Monday, April 27, 2009

Sulfur compounds in your foods


Slide an apple pie in the oven, and soon the kitchen fills with a yummy aroma that makes your mouth water and your digestive juices flow. But boil some cabbage and — yuck! What is that awful smell? It’s sulfur, the same chemical that identifies rotten eggs.
Cruciferous vegetables (named for the Latin word for “cross,” in reference to
their x-shaped blossoms) — such as broccoli, Brussels sprouts, cauliflower,
kale, kohlrabi, mustard seed, radishes, rutabaga, turnips, and watercress — all
contain stinky sulfur compounds, such as sulforaphane glucosinolate (SGSD),
glucobrassicin, gluconapin, gluconasturtin, neoglucobrassicin, and sinigrin, that
seem to tell your body to rev up its production of enzymes that inactivate and help eliminate carcinogens.

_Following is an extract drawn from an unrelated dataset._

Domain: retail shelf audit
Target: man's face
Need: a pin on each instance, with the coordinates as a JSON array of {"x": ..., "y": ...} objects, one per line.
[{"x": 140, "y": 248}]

These smelly sulfurs may be one reason why people who eat lots of cruciferous veggies generally have a lower risk of cancer. In animal studies at Johns Hopkins University School of Medicine, rats given chemicals known to cause breast tumors were less likely to develop tumors when they were given broccoli sprouts, a food that’s unusually high in sulforaphane. In 2005, a human trial conducted in China by researchers from Johns Hopkins, Qidong Liver Cancer Institute, Jiao Tong University (Shanghai), and the University of Minnesota Cancer Center showed that the sulforaphane-rich sprouts appear to help the body defang aflatoxins produced by molds that grow on grains such as rice. Aflatoxins, which damage cells and raise the risk of cancer, may be linked to the high incidence of stomach and liver cancer in China. Further studies are in the planning phases. (But of course.)